Eliminate single-family zoning? From Maine to California, the spears are being honed
/In Maine, the majority Democrats are pushing it. Their proposals are going nowhere, now, but looming down the road, I see the future.
AUGUSTA, Maine — Maine has advanced a housing policy agenda that would be among the most aggressive in the nation in addressing soaring costs, but it faces a difficult path in a state where local control runs deep.
It comes amid growing concerns about housing availability and affordability. Wages have not kept pace with rising housing prices, particularly in southern Maine, where most of Maine’s population growth has occurred over the past decade. The hot housing market during the COVID-19 pandemic has only exacerbated the problem.
A draft report released Thursday by a legislative housing commission proposed a range of solutions, including eliminating single-family zoning and annual caps on home construction, allowing homeowners to add accessory units like in-law apartments and allowing up to four units to be built in lots now zoned for one. It wants to steer aid to municipalities with housing-friendly policies and consider a state board that could overturn local development decisions.
It is a dream slate for housing policy wonks that provides a blueprint for how the state could substantially increase stock. But the Legislature must approve this major intervention into planning, a subject that the state has largely pulled out of over the past decade, and it could encounter pushback from localities skeptical of losing oversight.
The commission, established this year in a bill from House Speaker Ryan Fecteau, D-Biddeford, was tasked with addressing housing shortages, particularly for low- and middle-income households. The median monthly rent for a two-bedroom apartment rose to nearly $1,100 in 2020, level not affordable for the median renter household, according to data from the Maine State Housing Authority. The National Low Income Housing Coalition estimates the state is short roughly 19,000 housing units for low-income families.
The problem is most dramatic in the greater Portland area, where a January report from the Greater Portland Council of Governments found just 5 percent of land is zoned for multi-family housing with few limiting factors. Last week, developers canceled a 46-unit affordable housing project in wealthy Cape Elizabeth after petitioners got signatures to send it to referendum.

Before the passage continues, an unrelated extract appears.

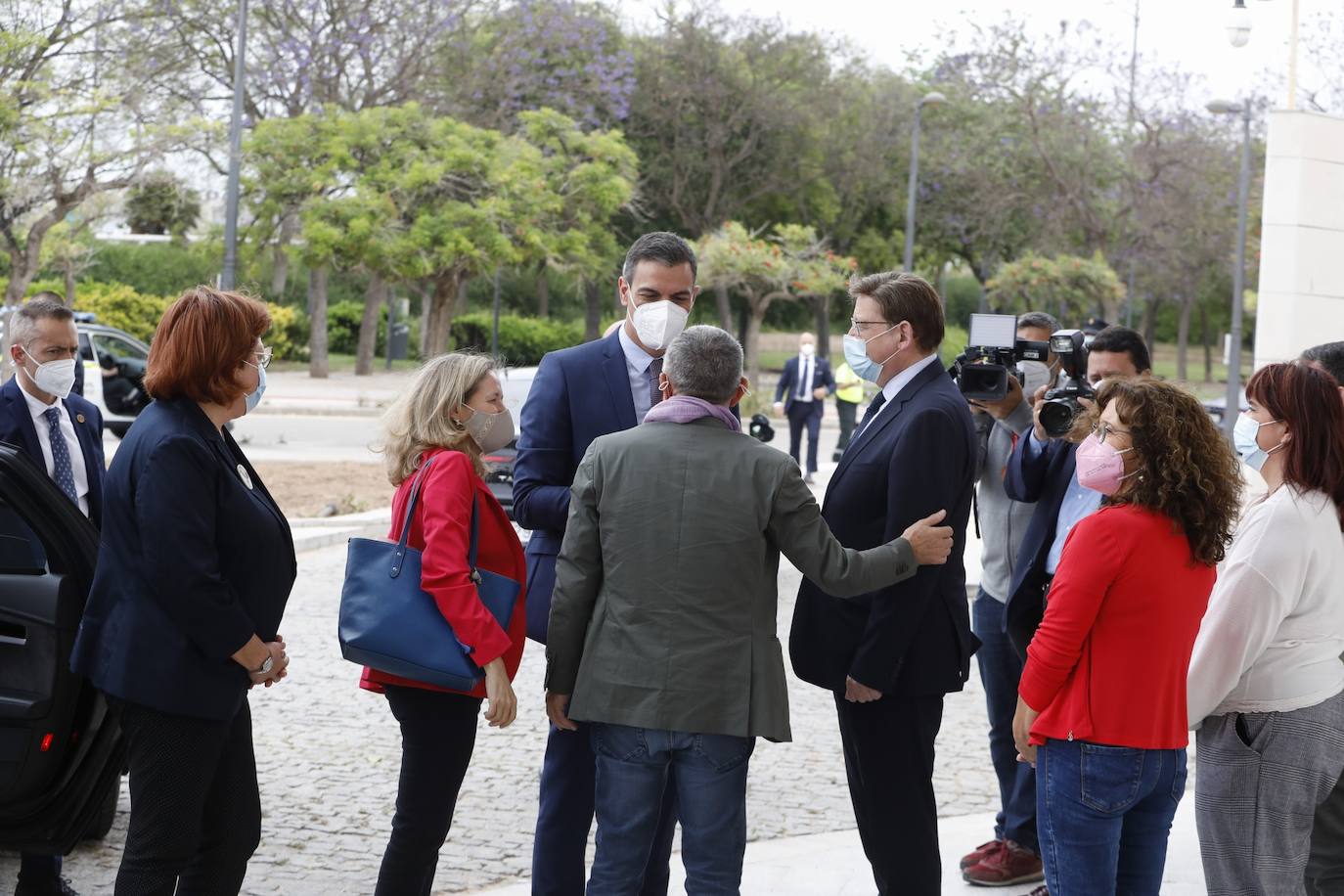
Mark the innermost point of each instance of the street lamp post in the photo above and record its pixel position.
(1234, 353)
(927, 100)
(236, 155)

The recommendations aim to build on “best practices” from other states and municipalities to address housing shortages, said Jeff Levine, a former Portland city planner who wrote the greater Portland report and sits on the commission. He noted items that would provide support and incentives for municipalities in addition to changes overruling some local ordinances.
Zoning changes have become a more prominent tool to address rising housing prices across the U.S. in recent years. Action has been more common at the city level, although states have begun to play a greater role, with California and Oregon eliminating single-family zoning.

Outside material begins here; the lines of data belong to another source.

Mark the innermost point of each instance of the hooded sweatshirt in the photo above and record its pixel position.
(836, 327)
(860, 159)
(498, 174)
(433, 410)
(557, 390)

Maine is different from those West-Coast states. The desire for local control is a sacred principle in politics here. The changes would have a bigger effect in more urban areas. The Portland suburb of Falmouth only allowed 65 new single-family homes this year, a cap exhausted quickly during a building boom. Many smaller towns have relatively few zoning restrictions.
The state has largely acceded to towns recently. A 2007 law that subjected big-box stores to review was repealed by a Republican-led Legislature four years later. The State Planning Office was also disbanded around then, lessening the focus on municipal issues in Augusta. [Which was during Paul LePage’s tenure, with a Republican majority — they’re gone, swamped by the growth of liberals south of the Volvo Line — Ed]
Some of those functions would be revived under recommendations that would provide assistance to cities and towns. Assistant Senate Minority Leader Matt Pouliot, R-Augusta, who was on the panel, saw wide legislative agreement on allowing accessory dwellings and also wants the state office to aid developers in navigating projects.
But he predicted the most sweeping overhauls would not make it through the Legislature, saying while he generally supports denser development as a real estate agent, stricter density mandates may be ineffective in many areas where single-family homes dominate. He also would not want a raft of four-unit homes in the subdivision he lives in near the State House.
“That’s selfish because I live there, but every Mainer is going to think about their little neighborhood, too,” he said.
Municipal interests are still watching the debate closely. Kate Dufour, a lobbyist for the Maine Municipal Association and a commission member, supported most of the recommendations, but the association is against changes eroding the authority of member cities and towns, including eliminating growth caps and the state-level appeals board.
Dufour hoped those items were struck from the eventual package and that the state offers municipalities help reaching the goals that it outlines, since local officials are going to be charged with “keeping the peace” once state policy trickles down to outcomes.
Levine, who now teaches land-use planning at the Massachusetts Institute of Technology, recognized the historical importance of home rule in Maine, but drew a comparison to state law on shoreland zoning, which requires municipalities to regulate land around ponds and wetlands to prevent pollution and conserve coastal landscapes.
“This whole effort is about sort of creating that same framework for housing and saying, ‘We have statewide needs for housing, and we can give you some leeway as to how to help meet them,’” he said. “But at the end of the day, you need to help participate in this statewide policy need.”